We have learned that all computers have similar capabilities and perform essentially the same functions, although some might be faster than others. We have also learned that a computer system has input, output, storage, and processing components; that the processor is the “intelligence” of a computer system; and that a single computer system may have several processors. We have discussed how data are represented inside a computer system in electronic states called bits. We are now ready to expose the inner workings of the nucleus of the computer system—the processor.

The internal operation of a computer is interesting, but there really is no mystery to it. The mystery is in the minds of those who listen to hearsay and believe science-fiction writer. The computer is a nonthinking electronic device that has to be plugged into an electrical power source, just like a toaster or a lamp.

Literally hundreds of different types of computers are marketed by scores of manufacturers[1]. The complexity of each type may vary considerably, but in the end each processor, sometimes called the central processing unit or CPU,has only two fundamental sections:the control unit and the arithmetic and logic unit. Primary storage also plays an integral part in the internal operation of a processor. These three—primary storage, the control unit, and the arithmetic and logic unit—work together. Let's look at their functions and the relationships between them.

Unlike magnetic secondary storage devices, such as tape and disk, primary storage has no moving parts. With no mechanical movement, data can be accessed from primary storage at electronic speeds, or close to the speed of light. Most of today's computers use DRAM(Dynamic Random-Access Memory)technology for primary storage. A state-of-the-art DRAM chip about one eighth the size of a postage stamp[2] can store about 256,000,000 bits, or over 25,600,000 characters of data!

Primary storage, or main memory, provides the processor with temporary storage for programs and data. All programs and data must be transferred to primary storage from an input device(such as a VDT)or from secondary storage(such as a disk)before programs can be executed or data can be processed. Primary storage space is always at a premium;therefore, after a program has been executed, the storage space it occupied is reallocated to another program awaiting execution.

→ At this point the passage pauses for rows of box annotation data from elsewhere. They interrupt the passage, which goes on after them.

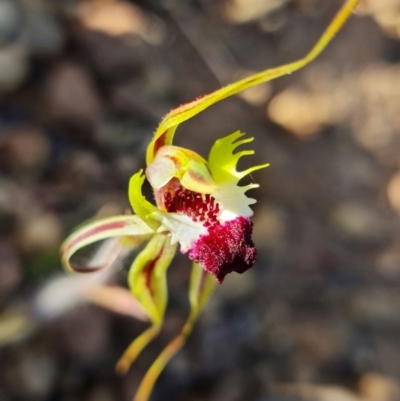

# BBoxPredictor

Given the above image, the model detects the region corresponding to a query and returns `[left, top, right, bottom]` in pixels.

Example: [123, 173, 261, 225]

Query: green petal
[116, 234, 176, 373]
[61, 216, 154, 272]
[134, 263, 216, 401]
[128, 170, 160, 230]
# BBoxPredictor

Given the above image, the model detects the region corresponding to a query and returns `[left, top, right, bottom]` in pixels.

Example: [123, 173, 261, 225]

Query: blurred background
[0, 0, 400, 401]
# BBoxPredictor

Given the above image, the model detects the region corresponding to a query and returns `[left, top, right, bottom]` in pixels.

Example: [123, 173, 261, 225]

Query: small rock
[331, 202, 393, 245]
[0, 45, 29, 94]
[0, 245, 23, 294]
[18, 213, 62, 254]
[19, 10, 65, 57]
[0, 0, 22, 45]
[358, 373, 400, 401]
[4, 126, 50, 175]
[47, 63, 101, 122]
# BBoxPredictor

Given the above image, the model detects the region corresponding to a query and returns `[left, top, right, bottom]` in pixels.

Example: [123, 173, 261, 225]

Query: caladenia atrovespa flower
[61, 0, 358, 401]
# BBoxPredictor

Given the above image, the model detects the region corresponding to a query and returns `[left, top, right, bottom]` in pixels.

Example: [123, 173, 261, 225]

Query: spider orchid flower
[61, 0, 359, 401]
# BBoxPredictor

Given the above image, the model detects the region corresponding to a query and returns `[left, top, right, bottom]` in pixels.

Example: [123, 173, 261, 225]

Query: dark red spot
[164, 186, 219, 227]
[142, 250, 162, 296]
[153, 131, 167, 156]
[189, 217, 257, 283]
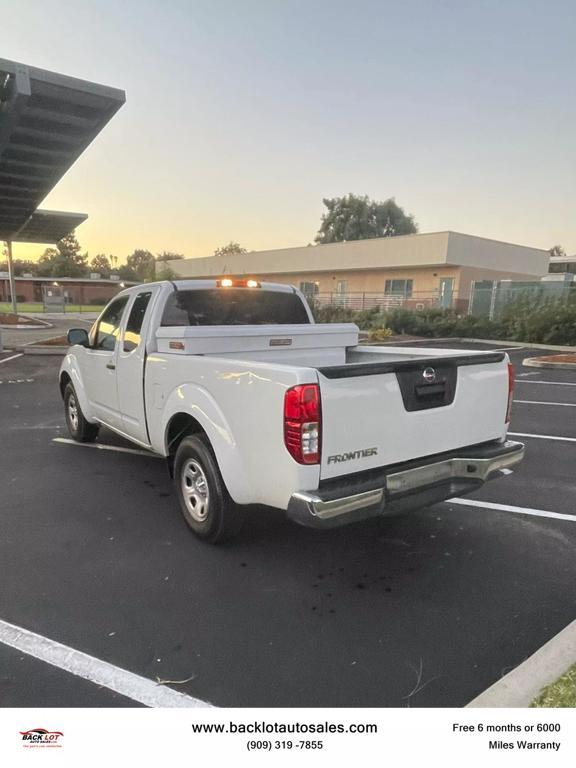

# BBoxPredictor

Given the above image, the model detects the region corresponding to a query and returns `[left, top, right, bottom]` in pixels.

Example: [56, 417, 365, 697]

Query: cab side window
[94, 296, 128, 352]
[123, 291, 152, 352]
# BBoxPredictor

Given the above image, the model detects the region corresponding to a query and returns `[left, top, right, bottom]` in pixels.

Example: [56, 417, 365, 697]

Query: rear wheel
[174, 435, 244, 544]
[64, 383, 98, 443]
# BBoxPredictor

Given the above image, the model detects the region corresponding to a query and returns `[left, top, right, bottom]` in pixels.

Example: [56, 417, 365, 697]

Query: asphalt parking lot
[0, 345, 576, 707]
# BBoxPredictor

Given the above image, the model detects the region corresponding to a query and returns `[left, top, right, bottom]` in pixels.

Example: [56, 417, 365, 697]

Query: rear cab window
[161, 288, 310, 327]
[122, 291, 152, 352]
[90, 296, 128, 352]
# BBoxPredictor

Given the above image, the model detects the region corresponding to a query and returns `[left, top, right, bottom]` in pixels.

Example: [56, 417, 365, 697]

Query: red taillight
[284, 384, 322, 464]
[506, 363, 514, 424]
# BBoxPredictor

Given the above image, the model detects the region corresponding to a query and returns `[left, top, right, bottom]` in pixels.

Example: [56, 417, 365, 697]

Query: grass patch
[0, 311, 45, 328]
[530, 664, 576, 707]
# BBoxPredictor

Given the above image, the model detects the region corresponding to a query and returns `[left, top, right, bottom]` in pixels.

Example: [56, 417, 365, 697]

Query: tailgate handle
[414, 382, 446, 397]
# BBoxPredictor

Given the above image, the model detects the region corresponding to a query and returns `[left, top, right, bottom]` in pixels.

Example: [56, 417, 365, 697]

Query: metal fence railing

Figure 1-1 illustrates how all input/output(I/O)is “read to” or “written from” primary storage. In the figure, an inquiry(input)is made on a VDT. The inquiry, in the form of a message, is routed to primary storage over a channel(such as a coaxial cable). The message is interpreted, and the processor initiates action to retrieve the appropriate program and data from secondary storage[3]. The program and data are “loaded”, or moved, to primary storage from secondary storage. This is a nondestructive read process. That is, the program and data that are read reside in both primary storage(temporarily)and secondary storage(permanently). The data are manipulated according to program instructions, and a report is written from primary storage to a printer.Figure 1-1 Interaction Between Primary Storage and Computer System Components All programs and data must be transferred from an input device or from secondary storage before programs can be executed and data can be processed. During processing, instructions and data are passed between the various types of internal memories, the control unit, and the arithmetic and logic unit. Output is transferred to the printer from primary storage

A program instruction or a piece of data is stored in a specific primary storage location called an address. Addresses permit program instructions and data to be located, accessed, and processed. The content of each address is constantly changing as different programs are executed and new data are processed.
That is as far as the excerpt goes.